“Forbidden Adventures: the History of the American Comics Group”
It’s hard to find a lot of mentions of the American Comics Group in the history books. To some extent that’s not surprising. Even when it comes to comics, history is written by the victors. Therefore, Marvel and DC are highlighted far more than their long out of business competitors. Still, while companies like Charlton and Tower Comics are still remembered and praised, ACG is almost forgotten. Michael Vance took a big step towards rectifying that problem with his book “Forbidden Adventures: the History of the American Comics Group,” which Roy Thomas has reprinted in issue #61 of Alter Ego. It’s an outstanding work of comics scholarship, and a bargain at the $7 cover price.

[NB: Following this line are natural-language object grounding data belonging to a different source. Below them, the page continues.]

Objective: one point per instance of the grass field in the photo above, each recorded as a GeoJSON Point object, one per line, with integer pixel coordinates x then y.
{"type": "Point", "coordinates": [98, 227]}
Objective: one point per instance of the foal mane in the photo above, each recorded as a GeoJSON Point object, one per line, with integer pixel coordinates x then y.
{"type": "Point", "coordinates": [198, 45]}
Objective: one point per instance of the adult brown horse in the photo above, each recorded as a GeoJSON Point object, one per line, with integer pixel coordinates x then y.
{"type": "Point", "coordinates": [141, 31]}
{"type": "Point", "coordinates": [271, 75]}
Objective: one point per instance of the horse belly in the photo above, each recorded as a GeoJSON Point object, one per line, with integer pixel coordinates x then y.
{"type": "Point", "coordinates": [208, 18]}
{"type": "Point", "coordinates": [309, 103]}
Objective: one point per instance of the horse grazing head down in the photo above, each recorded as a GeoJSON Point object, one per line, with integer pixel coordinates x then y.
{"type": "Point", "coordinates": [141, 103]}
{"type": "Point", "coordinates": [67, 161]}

ACG has a long and complex history. Beginning in the shop system of the 1940s, and evolving into the Pines/Standard/Nedor comics lines in the 1940s, ACG survived all the way to 1967 with a small but interesting line of comics. In the ’40s, Pines/Standard/Nedor published anthology comics, mostly horror and romance, as those lines swelled in popularity. They also published a small but interesting set of super-hero comics, including the memorable Black Terror, who had one of the coolest costumes in comics history. By the ’50s, ACG was publishing mainly horror titles, series affected dramatically by the fortunes of EC Comics and the belief that horror comics caused (what used to be called) juvenile delinquency. By the ’60s, ACG was mainly publishing “mystery” anthologies and the odd super-hero. Their most memorable character of the era was Herbie the Fat Fury, perhaps the most unique heroic creation in comics history.
It’s interesting reading the history of a second-rate company like ACG because it feels like they are both insiders and outsiders to the great trends that affected comics. As romance, horror and super-hero comics start to ascend in popularity, there’s a feeling of ACG jumping aboard popular trends, working to piggyback on the genres for their own ends. ACG always seems like an outsider as these trends are happening, a small little company looking to ride the trends rather than influence them.

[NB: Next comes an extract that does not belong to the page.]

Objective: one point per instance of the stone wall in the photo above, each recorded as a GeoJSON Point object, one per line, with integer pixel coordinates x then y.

Vance and Thomas do a wonderful job of presenting the unique world of ACG comics. Vance’s narration terrifically shows how ACG jumped on trends and gives a good feel for the comics market as it was at various states of time. He uses quotes from people who worked for the company to flesh out his tale and give it a depth of feel. Vance’s book was originally written for an academic publisher, so the story is a little short in colorful tales of the creators, but they give the reader a great sense of characters like line editor Richard Hughes and staffer Norman Fruman.

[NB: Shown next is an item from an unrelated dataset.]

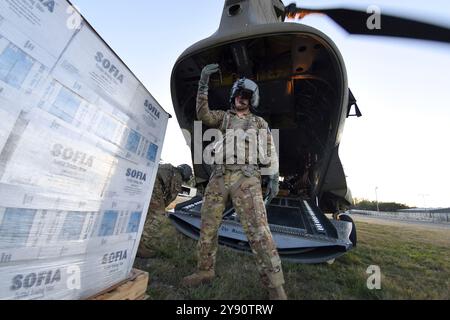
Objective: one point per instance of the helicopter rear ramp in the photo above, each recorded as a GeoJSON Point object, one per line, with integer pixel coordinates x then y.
{"type": "Point", "coordinates": [302, 233]}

Roy Thomas supplies the art for the issue – the original book contained one piece of art – which really adds to the story as Vance tells it. Thomas supplies a wide range of ACG artwork that really illuminates the company’s history. Thomas does miss one important feature, though: Vance goes to great effort to talk about the innovative 3-D like “true-vision” process, but Thomas only delivers one small example of true-vision in the issue. I was tremendously intrigued by the description of the process and was dying to see more of it.
Michael Vance delivers a piece that will undoubtedly become a standard work of comics history. Even if you’ve never read an ACG comic, you’ll probably find this issue very interesting.